Auch der republikanische Präsidentschaftskandidat John McCain will die Politik in Washington gründlich umkrempeln. Zwei Monate vor der Wahl griff der 72-Jährige in seiner Abschlussrede auf dem Nominierungsparteitag in St. Paul das Motto seines demokratischen Rivalen Barack Obama nach einem Politikwechsel auf und pries sich selbst als den besseren Reformer. In der umjubelten Rede am Donnerstagabend nahm McCain offiziell die Nominierung zum Präsidentschaftskandidaten an und begann damit den Schlussspurt im Rennen ums Weiße Haus.

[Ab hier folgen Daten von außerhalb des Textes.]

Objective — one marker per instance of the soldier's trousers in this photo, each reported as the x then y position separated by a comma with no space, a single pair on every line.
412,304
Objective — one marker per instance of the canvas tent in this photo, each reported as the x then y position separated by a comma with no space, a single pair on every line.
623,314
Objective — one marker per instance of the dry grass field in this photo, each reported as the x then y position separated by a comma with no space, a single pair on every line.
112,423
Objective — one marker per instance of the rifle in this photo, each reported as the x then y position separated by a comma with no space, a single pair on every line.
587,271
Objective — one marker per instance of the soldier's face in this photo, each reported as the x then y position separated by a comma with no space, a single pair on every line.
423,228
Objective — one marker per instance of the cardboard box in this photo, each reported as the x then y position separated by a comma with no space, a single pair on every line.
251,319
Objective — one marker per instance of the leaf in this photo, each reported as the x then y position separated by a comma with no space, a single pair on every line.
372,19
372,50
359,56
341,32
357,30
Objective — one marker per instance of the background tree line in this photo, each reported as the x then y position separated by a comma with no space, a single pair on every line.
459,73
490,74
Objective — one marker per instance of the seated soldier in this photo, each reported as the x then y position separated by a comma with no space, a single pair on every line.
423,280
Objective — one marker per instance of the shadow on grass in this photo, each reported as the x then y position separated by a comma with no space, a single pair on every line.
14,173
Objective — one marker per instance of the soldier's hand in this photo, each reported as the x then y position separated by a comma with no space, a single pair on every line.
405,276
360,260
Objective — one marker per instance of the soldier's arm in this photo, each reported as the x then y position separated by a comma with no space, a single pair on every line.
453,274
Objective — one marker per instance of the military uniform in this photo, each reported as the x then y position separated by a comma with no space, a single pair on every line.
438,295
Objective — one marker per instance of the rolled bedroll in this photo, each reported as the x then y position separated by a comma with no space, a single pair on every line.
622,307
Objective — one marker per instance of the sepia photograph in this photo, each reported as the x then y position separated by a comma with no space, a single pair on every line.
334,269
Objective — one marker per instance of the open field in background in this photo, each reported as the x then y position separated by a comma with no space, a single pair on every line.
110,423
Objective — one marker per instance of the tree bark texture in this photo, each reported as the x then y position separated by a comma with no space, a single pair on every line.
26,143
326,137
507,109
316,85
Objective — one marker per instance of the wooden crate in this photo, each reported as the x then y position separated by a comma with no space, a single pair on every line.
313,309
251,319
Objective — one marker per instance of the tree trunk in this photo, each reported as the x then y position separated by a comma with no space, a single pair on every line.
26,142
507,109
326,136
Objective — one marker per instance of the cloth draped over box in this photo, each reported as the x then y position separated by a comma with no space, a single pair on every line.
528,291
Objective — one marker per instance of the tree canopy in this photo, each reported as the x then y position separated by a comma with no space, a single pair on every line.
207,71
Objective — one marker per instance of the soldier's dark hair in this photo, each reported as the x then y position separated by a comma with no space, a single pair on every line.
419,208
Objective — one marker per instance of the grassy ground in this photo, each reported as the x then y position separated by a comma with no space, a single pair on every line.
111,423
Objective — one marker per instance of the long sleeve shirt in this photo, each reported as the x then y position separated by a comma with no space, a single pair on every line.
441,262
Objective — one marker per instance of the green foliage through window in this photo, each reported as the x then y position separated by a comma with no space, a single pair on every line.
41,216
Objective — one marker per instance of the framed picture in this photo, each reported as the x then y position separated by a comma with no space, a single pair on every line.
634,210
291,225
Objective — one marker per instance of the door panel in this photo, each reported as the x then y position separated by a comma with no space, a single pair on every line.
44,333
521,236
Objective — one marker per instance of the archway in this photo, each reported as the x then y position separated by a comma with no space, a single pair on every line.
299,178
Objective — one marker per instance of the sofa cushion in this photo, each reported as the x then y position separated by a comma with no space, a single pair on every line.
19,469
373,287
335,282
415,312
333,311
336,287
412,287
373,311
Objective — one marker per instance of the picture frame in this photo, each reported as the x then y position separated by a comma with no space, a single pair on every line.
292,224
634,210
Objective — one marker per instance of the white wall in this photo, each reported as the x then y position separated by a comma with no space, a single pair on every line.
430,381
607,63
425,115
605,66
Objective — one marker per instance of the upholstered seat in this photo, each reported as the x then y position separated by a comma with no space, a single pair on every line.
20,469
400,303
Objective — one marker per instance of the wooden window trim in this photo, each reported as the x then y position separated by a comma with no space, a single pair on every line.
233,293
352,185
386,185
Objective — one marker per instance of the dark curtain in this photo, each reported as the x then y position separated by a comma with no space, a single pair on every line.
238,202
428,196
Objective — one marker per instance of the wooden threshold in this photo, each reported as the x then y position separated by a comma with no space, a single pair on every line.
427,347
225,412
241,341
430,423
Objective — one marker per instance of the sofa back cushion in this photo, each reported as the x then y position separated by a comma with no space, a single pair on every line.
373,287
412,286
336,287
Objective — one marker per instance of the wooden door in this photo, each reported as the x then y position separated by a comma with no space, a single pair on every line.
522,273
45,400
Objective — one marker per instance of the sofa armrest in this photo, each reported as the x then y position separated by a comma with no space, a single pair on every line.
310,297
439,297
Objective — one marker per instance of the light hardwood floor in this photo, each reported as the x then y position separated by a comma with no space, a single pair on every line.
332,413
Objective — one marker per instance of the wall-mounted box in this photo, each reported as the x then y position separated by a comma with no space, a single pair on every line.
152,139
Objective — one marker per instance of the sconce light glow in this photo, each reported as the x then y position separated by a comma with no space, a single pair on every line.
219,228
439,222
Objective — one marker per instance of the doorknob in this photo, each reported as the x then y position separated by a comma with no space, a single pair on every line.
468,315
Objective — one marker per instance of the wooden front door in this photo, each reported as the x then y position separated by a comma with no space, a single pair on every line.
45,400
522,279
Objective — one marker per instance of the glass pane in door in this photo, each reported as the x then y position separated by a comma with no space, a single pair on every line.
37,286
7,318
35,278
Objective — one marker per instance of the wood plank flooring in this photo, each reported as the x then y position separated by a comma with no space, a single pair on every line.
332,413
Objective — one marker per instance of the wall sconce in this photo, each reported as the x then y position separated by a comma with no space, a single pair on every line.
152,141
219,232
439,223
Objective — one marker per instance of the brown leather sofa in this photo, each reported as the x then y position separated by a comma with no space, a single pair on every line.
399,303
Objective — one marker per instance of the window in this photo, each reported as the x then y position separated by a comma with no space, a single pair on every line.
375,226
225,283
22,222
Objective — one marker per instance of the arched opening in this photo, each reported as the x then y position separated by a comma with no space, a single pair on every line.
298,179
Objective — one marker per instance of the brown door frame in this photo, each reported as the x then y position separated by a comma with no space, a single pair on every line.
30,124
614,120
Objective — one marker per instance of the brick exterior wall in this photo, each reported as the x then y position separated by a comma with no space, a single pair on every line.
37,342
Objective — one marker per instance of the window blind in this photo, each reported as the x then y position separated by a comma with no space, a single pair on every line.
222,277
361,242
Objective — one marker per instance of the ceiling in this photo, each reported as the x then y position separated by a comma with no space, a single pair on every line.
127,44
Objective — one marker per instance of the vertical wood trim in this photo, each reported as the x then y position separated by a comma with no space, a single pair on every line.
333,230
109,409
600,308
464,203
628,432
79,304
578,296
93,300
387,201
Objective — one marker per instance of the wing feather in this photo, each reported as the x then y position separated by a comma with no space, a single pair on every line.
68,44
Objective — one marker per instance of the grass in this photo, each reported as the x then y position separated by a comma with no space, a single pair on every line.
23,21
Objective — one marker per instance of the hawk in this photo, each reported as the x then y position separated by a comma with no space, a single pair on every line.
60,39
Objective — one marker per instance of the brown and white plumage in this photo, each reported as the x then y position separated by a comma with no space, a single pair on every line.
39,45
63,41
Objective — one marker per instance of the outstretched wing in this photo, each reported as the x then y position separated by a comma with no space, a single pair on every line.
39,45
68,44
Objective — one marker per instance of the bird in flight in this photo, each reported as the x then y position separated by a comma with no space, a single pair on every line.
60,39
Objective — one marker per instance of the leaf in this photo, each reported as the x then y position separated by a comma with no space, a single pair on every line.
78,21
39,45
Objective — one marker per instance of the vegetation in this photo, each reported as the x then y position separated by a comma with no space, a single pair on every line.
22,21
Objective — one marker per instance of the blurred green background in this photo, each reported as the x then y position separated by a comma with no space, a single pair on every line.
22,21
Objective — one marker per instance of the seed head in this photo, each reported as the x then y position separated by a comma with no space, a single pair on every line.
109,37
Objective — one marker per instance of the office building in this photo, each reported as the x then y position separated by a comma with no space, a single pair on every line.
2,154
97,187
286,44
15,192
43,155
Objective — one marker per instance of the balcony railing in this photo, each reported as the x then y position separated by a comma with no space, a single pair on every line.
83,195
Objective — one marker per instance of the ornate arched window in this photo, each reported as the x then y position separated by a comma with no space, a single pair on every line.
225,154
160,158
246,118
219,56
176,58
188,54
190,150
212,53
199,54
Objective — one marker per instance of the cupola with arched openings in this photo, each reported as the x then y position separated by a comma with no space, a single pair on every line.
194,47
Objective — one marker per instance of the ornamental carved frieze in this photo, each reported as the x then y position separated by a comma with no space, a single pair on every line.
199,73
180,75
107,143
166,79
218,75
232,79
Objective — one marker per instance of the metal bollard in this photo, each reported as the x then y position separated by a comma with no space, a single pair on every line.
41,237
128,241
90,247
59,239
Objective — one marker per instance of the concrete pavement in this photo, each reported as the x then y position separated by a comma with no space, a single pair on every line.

Der Senator aus Arizona präsentierte sich den Delegierten als Reformer, Patriot und erfahrener Staatsmann und streckte die Hand zur Zusammenarbeit über die Parteigrenzen hinweg aus. Er richtete zugleich eine Kampfansage an die etablierte Politik: «Lasst mich schon vorab die alte Garde in Washington warnen, die für große Staatsausgaben ist, die nichts tut, die sich selbst an die allererste Stelle und das Land an die zweite Stelle setzt: Der Wechsel kommt.» Er werde die Dinge in Washington wieder in Ordnung bringen, wo die Politiker «nur für sich selbst und nicht für euch arbeiten».
Sein Rivale Obama hat McCain vorgeworfen, nur die Politik des derzeitigen republikanischen Amtsinhabers George W. Bush fortsetzen zu wollen. Der 47-jährige schwarze Senator aus Illinois nimmt für sich in Anspruch, nur er könne einen Politikwechsel in Washington herbeiführen. McCain bekundete in seiner Ansprache dem Demokraten Obama seinen Respekt. Trotz aller Differenzen gebe es zwischen ihnen mehr Verbindendes als Trennendes.
McCain wollte mit seiner Rede die noch unentschlossenen Wähler und gemäßigte Demokraten für sich gewinnen und betonte seine Tendenz zu überparteilicher, pragmatischer Sachpolitik.
Bush nur einmal direkt erwähnt
Den scheidenden Präsidenten Bush erwähnte McCain nur einmal direkt, nannte ihn dabei aber nicht mit Namen. Er würdigte die Führungsstärke des Präsidenten nach den Terroranschlägen vom 11. September 2001. An anderer Stelle kritisierte er Bush indirekt, indem er sagte, die Republikaner hätten das Vertrauen der Amerikaner verloren, «weil wir unsere Macht über unsere Prinzipien gestellt haben». «Das werden wir ändern», versprach McCain.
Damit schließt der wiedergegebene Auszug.